Vücut kitle indeksi (BMI) ve vücut yağı gibi fiziksel ölçümlerle ilgili olarak, iki diyet "eşit derecede etkiliydi". Katılımcılar vücut ağırlığında ortalama 4 kilo ve vücut yağında ortalama 3 kilo verdiler.

Ancak diyetler, kardiyovasküler hastalık için bazı biyokimyasal risk faktörleri üzerindeki etkileri açısından farklılık gösterdi.

Vejetaryen diyetin ardından düşük yoğunluklu lipoprotein veya "kötü" kolesterolde önemli bir düşüş sağlandı. Aksine, Akdeniz diyetini takip etmenin trigliserit düzeylerini düşürmede daha etkili olduğu görüldü.

Yine de, "çalışmamızın ana mesajı," diyor Prof.
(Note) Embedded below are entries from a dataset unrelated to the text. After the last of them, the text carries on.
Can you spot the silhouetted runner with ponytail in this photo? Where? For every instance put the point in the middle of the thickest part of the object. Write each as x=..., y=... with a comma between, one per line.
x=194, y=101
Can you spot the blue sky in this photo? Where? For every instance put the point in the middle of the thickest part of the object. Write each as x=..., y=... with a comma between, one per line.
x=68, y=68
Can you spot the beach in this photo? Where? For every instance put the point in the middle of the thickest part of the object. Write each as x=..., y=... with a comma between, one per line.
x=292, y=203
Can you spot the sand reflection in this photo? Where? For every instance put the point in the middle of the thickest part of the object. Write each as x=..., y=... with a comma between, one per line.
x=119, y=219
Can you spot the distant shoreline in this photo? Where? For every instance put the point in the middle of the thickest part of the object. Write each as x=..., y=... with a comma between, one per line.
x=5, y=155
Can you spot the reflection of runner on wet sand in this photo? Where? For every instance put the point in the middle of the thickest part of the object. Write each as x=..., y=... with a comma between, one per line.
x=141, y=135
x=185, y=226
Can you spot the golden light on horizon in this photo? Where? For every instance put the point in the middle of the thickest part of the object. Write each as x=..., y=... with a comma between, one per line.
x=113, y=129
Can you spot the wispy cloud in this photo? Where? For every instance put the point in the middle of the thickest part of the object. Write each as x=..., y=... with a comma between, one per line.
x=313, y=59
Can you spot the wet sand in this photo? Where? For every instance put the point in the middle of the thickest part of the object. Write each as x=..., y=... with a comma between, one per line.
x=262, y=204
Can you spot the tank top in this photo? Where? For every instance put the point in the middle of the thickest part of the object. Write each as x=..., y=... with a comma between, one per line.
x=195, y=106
Sofi, "düşük kalorili bir lakto-ovo-vejeteryan diyetinin, hastaların kardiyovasküler riski düşük kalorili bir Akdeniz diyetiyle aynı oranda azaltmasına yardımcı olabileceğidir."

Her iki diyet de 'yönergelerle tutarlıydı'

Buna eşlik eden bir başyazıda, San Diego, California Üniversitesi'nde koruyucu hekimlik alanında doçent olan Cheryl A. M. Anderson, çalışmanın değeri hakkında yorum yapıyor.
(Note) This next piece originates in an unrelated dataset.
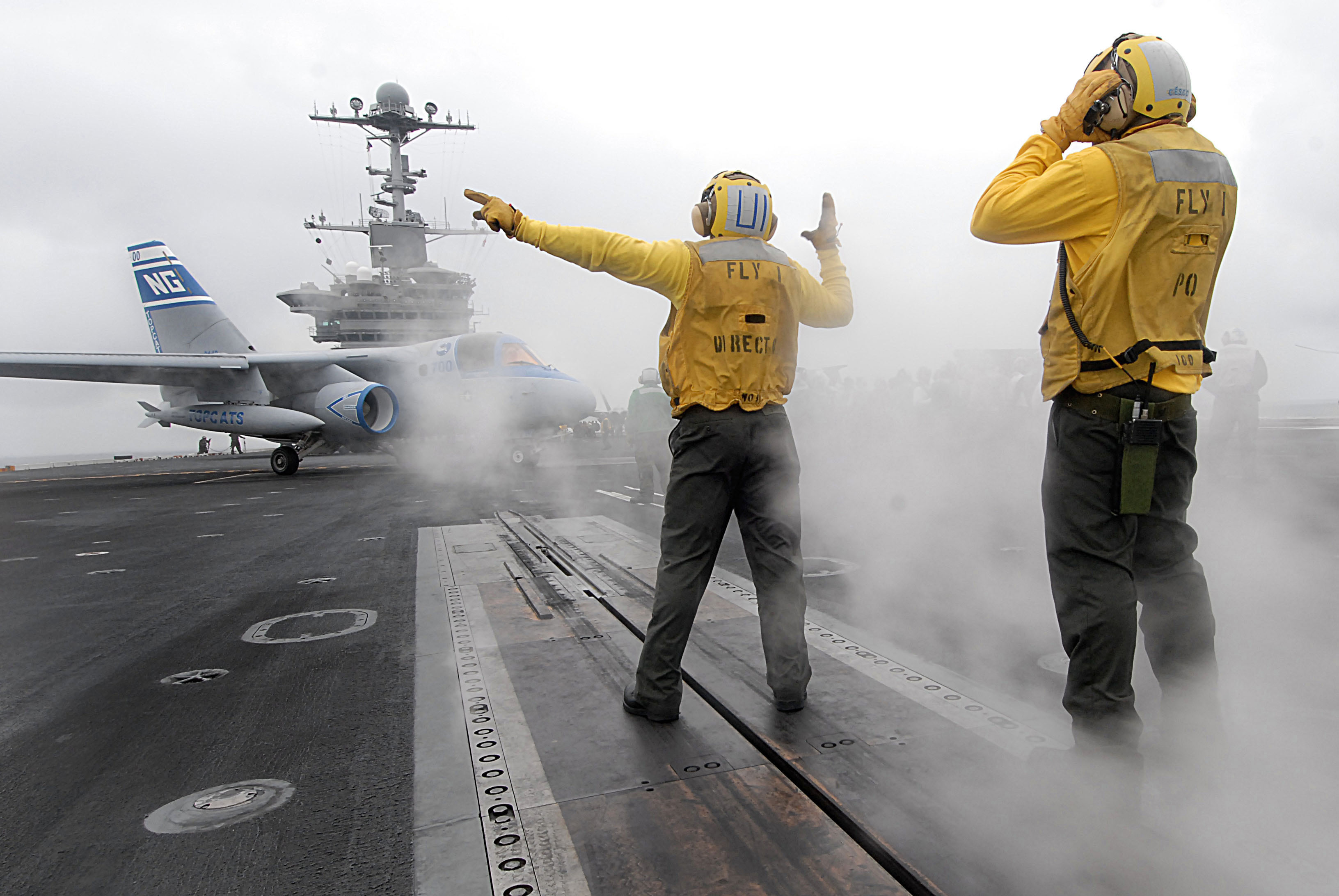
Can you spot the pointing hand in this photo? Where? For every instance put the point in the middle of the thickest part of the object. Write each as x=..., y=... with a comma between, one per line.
x=825, y=235
x=496, y=213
Hem düşük kalorili vejeteryan diyetinin hem de düşük kalorili Akdeniz diyetinin kılavuzlarla "tutarlı" olduğunu ve "obezite ve kardiyovasküler hastalıkları önlemek ve yönetmek için devam eden zorluklara olası bir çözüm sunabileceğini" belirtiyor.

Obezite salgınıyla mücadele etmek için daha fazla çözüm bulmaya acil ihtiyaç var. Dünya çapında 650 milyondan fazla obezite hastası var - bu sayı 1975'dekinin yaklaşık üç katı.

Amerika Birleşik Devletleri'nde, obezite yetişkinlerin yüzde 37'sini etkiliyor ve tip 2 diyabet, kalp hastalığı ve bazı kanser türleri dahil olmak üzere önlenebilir ölümlerin önde gelen nedenlerinden bazılarında rol oynuyor.

Büyüyen bir 'ikna edici kanıt' yapısı

Prof. Anderson, yeni çalışmanın, kilo vermenin ve kardiyovasküler sağlığı iyileştirmenin sağlıklı bir yolunu sunan birkaç diyet modeli olduğuna dair "ikna edici kanıtlara" katkıda bulunuyor.

Ayrıca, bu tür kalıpların “besleyici yoğun olmak gibi birkaç temel ilkeyi içermesi gerektiğini; sebze ve meyveler, kepekli tahıllar, baklagiller ve kabuklu yemişler bakımından zengindir; rafine tahıllar ve ilave şeker, doymuş yağ ve sodyum içeren ticari olarak işlenmiş gıdalarda düşük; sürdürülebilir; kültürel açıdan alakalı; ve eğlenceli. "

Prof. Anderson, iki diyetin kalp hastalığı riski daha yüksek olan popülasyonlardaki etkilerini karşılaştırmak için gelecekteki çalışmalara ihtiyaç olduğunu öne sürüyor.

Bunlar aynı zamanda, "taze gıdaları vurgulayan ve şekerleri, doymuş yağları ve sodyumu sınırlayan dünya genelindeki geleneksel diyetlerin sağlıklı versiyonlarının obezite ve kardiyovasküler hastalıkları önleyip yönetip yönetemeyeceğini" araştırmalıdır.

"İnsanların kalp-sağlıklı beslenme için birden fazla seçeneği var."